READ: Philippines, Japan to sign landmark defense deal on Monday

Japanese Foreign Minister Yoko Kamikawa described the pact, which eases the entry of equipment and troops for combat training and disaster response, as a “landmark achievement”.

The deal is the first of its kind to be signed by Japan in Asia, and coincides with a rise in aggression by Chinese vessels in the disputed South China Sea.

“This is another milestone in our shared endeavour to ensure a rules-based international order,” Philippine Defense Minister Gilberto Teodoro told reporters after the signing.

Both the Philippines and Japan, two of the United States’ closest Asian allies, have taken a strong line against what they see as an increasingly assertive China in the South China Sea, a region where Beijing’s expansive claims conflict with those of several Southeast Asian nations.

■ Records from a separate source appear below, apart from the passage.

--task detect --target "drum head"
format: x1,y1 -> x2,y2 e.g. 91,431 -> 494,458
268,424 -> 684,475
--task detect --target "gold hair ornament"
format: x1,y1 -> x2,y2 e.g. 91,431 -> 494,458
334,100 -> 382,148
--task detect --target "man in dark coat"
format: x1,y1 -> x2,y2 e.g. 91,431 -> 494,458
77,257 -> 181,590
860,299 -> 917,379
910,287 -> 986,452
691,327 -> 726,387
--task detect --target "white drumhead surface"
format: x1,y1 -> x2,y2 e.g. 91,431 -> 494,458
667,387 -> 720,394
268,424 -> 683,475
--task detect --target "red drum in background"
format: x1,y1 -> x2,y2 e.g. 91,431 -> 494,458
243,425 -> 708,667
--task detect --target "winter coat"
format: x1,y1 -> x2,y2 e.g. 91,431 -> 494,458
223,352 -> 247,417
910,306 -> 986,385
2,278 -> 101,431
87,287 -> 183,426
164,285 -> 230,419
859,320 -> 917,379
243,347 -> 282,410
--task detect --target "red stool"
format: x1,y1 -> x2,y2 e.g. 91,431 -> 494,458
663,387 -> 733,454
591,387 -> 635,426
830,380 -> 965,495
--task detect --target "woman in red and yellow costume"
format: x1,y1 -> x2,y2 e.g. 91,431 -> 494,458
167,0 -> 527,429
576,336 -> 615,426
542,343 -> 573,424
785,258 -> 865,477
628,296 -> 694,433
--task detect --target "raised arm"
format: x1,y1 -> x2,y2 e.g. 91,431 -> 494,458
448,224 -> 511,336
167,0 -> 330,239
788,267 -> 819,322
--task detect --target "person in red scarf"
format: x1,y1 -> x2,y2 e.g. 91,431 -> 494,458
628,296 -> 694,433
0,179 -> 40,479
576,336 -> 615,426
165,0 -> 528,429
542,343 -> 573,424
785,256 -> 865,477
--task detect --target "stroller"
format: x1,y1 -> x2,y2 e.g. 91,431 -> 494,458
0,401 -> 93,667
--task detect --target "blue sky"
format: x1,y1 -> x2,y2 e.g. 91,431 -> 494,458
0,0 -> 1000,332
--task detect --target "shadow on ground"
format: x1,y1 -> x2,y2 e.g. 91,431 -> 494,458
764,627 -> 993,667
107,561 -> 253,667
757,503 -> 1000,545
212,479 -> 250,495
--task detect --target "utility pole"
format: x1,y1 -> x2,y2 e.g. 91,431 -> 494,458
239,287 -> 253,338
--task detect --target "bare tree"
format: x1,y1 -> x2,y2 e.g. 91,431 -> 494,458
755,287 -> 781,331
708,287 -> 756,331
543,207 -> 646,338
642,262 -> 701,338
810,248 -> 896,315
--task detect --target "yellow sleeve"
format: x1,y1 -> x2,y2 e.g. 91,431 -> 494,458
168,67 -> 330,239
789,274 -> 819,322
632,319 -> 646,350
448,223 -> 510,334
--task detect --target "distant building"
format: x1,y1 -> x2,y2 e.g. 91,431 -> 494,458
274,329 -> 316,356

An international tribunal in 2016 said China’s claims had no legal basis, a ruling that Beijing rejects.

Japan, which last year announced its biggest military build-up since World War Two in a step away from its post-war pacifism, does not have any claims to the South China Sea, but has a separate maritime dispute with China in the East China Sea, where they have repeatedly faced off.

It has supported the Philippines‘ position in the South China Sea and has expressed serious concern over China’s actions, including recent incidents that resulted in damage to Philippine vessels and injured a Filipino sailor.

“The Philippines and other Southeast Asian Nations are situated in…a key junction of Japan’s sea lanes; advancing defense cooperation and exchanges with the Philippines is important for Japan,” Defense minister Minoru Kihara added.

The Philippines has a Visiting Forces Agreement with the United States and Australia. Tokyo, which hosts the biggest concentration of U.S. forces abroad, has similar RAA deals with Australia and Britain, and is negotiating another with France.

The RAA will take effect after being ratified by both countries’ parliaments.